The scope of the indemnification provision should be carefully evaluated. For example, what types of risks do the parties intend to fall within the indemnity obligation? Is the indemnity obligation primarily written to transfer the risk of personal injuries occurring at a relevant site or damage caused to property at that site? Perhaps the subject risk also relates to the parties’ employee-related obligations? Clarifying and defining the risks that are subject to indemnity is critical to ensuring the provision acts as intended.

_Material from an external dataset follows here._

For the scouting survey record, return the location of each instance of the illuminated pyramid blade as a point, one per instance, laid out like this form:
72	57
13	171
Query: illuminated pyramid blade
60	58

Related to the scope are the events which may give rise to an obligation of indemnity and the relationship of such events to a party’s conduct. Whether tenuous or direct, the language used to define the required connection can vastly affect the scope of the indemnity obligation. Use of vague or broad connection phrasing can result in an extremely broad and perhaps unintended indemnity obligation.
Identifying applicable damages and an indemnifying party’s obligations are also critical to creating a useful risk transfer mechanism.
Parties to business contracts should carefully evaluate an indemnity provision in the context of the contract and business relationship as a whole in order to determine whether it reflects the parties’ agreed upon business terms and appropriately assigns risks in the transaction.